I had to make the best belay I could and bring Bill up.

Bill
came up and joined me, gear was swapped and he only had a couple
of moves to do and he was on the ledge which led off left to a belay
at the finish.

We walked down
onto the Promontary to have a break and watch the climbers in the
zawn. It's a great place to sit and watch in the sun.
But we wanted to carry on and do Britomartis, an superb route up
the front face of the cliff. Again we had to abseil in onto a square
ledge just above the sea level. We pulled the rope down....and there
was only one way to get out. There was another climber belayed on
the ledge already and we had to be careful to ensure our ropes didn't
get crossed.
Crouching down,
I had to lower myself down the front of the rock. It's then you
see the sea just below you and the route rising above you and you
wonder what the heck you are doing there. But the holds are good
and the excitement is high. Gear goes in and you can relax. The
climbing must be thought about and the best line selected, A steep
line rising leftward leads to a small ledge. It was rather crowded
as three other climbers were already there and it was going to be
a squeeze to get me in as well. But squeeze in I did, tied myself
in and started to take in as Bill followed me up the wall. A couple
of the other climbers on the ledge had moved on to the second pitch
when Bill reached the ledge. He had plenty of room as he rearranged
the gear and looked to his right for the way off the cliff.
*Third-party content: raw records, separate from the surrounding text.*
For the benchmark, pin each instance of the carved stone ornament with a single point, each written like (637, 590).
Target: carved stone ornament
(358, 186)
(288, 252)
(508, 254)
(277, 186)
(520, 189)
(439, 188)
It was
a traverse line, not difficult, but with little protection, up a
corner and he was there, back on the Promontary. I joined him to
revel in the pleasure of having done a superb climb in an amazing
place.

We fed well with
an evening barbecue on the beach and started a competition of shot
putting rocks, whilst a brave one or two actually went for a short
swim in the freezing water. There was a karaoke set up in the bar
of the Valley of the Rocks camp site where we were camping which
proved to be to much of a temptation for some.
The next morning Rick and Charlie were off to the Gogarth main cliff
and I joined them for some pictures. It's a lovely area, but the
walk down to the sea level is very precarious, It's another walk
down which Bill is not too keen on, so we went off to Holyhead Mountain
to do King Bee Crack, perhaps the classic of the crag. Bill led
and, with a sore hip, did well to surmount the crux bulge. Actually,
on following, I thought the niche below the bulge slightly more
awkward. Another superb route.

From there we went
over to the Quartz Wall and the superb roof of Black and Tan. But
first to go for was Tension, climbing up to the roof, then moving
left into an amazing position and on superb holds up the final crack
to the top. Our last route then was Black and Tan moving up under
the big curving roof to an awkward move at its end to gain the final
block to the top. A fitting end to an excellent weekend.